I was clearly on the right path in my career.
After being a project manager for a few years at my last employer, they rewarded me by assigning me five existing projects. Giving me a portfolio of projects was a nod that I was doing a good job and that I was bound to do well with the company.
After quickly reviewing each of these projects I found that one of them was in deep trouble. My company wasn’t happy with the project, the client wasn’t happy, the project team had thrown their hands in the air, and the previous project manager warned me that it was a ticking time bomb.
Knowing that it was about to go down the tubes and that I needed to save it, I focused almost exclusively on it. The other projects were doing just fine and I put them on the sideline to run themselves. This one project though required massive attention and action.
After interviewing all the stakeholders I realized that, as always, there were communications issues. In particular, previous expectations had not been met and requirements were vague. That’s where I focused — requirements definition and stakeholder communications.
We began to nail the requirements for future iterations. But the communications…they never got better. The client had had too many promises broken by the time I got on the scene that she just couldn’t overcome it. Add to that, she was combative and our communication styles drastically conflicted. I wasn’t doing a very good connecting with her.

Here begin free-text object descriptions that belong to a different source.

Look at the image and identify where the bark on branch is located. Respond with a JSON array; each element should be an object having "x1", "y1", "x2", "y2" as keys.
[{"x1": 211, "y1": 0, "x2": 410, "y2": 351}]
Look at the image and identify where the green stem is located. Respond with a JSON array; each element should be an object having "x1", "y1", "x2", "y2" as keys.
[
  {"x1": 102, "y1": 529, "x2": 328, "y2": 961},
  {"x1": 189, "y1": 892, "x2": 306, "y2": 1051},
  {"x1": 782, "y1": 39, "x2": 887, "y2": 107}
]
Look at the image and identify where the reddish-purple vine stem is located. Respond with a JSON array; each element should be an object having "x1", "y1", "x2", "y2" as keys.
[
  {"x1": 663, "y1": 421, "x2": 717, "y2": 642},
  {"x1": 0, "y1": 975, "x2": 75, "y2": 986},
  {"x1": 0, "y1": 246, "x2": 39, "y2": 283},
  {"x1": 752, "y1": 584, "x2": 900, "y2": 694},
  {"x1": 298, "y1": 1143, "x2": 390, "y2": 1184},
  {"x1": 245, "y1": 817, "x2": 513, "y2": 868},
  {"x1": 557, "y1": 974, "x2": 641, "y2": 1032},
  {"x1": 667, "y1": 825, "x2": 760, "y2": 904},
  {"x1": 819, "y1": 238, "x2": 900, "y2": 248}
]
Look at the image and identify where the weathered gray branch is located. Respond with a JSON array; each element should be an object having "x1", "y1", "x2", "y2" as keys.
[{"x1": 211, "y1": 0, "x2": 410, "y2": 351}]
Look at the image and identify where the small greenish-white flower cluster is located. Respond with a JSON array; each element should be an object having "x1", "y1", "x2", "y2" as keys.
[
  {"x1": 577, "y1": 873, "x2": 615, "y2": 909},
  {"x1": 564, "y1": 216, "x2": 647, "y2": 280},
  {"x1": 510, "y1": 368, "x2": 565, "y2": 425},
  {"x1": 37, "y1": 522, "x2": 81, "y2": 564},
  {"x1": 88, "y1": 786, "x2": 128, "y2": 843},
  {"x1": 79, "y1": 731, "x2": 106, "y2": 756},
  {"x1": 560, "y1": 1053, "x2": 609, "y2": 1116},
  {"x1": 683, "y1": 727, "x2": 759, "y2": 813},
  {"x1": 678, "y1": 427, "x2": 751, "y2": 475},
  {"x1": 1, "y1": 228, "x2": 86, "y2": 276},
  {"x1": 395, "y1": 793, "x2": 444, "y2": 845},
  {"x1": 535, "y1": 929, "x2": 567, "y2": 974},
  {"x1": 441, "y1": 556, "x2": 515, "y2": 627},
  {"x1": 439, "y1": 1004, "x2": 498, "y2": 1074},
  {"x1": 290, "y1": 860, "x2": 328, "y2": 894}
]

I was able to grab the project by the throat as it was being flushed down the toilet. I pulled it back up, for a while, but about six months into the project it snapped back down the drain. One day the client unceremoniously canceled it.
Although I put 95% of my time into this project, it never truly improved and we never could figure out how to fix it. To put it frankly, this project made me miserable, and the results showed.
With that project being cancelled, senior management had second thoughts about letting me keep the other four projects. Those projects were reassigned to another project manager and I was left with the one original project I’d had for the past few years before this portfolio had been assigned to me.
I learned an enormous lesson from this chapter in my career.
Whenever you are overseeing multiple projects, do not instinctively jump on the landmine. As a project manager — as an entrepreneur — it’s drilled into our heads that failure is never an option. Never give up.
But that project, in retrospect, I probably should have let it fail and fail fast. It was doomed and everyone knew it. I was just too proud to admit it.
If something is outright failing, sometimes it’s best to just let it fail.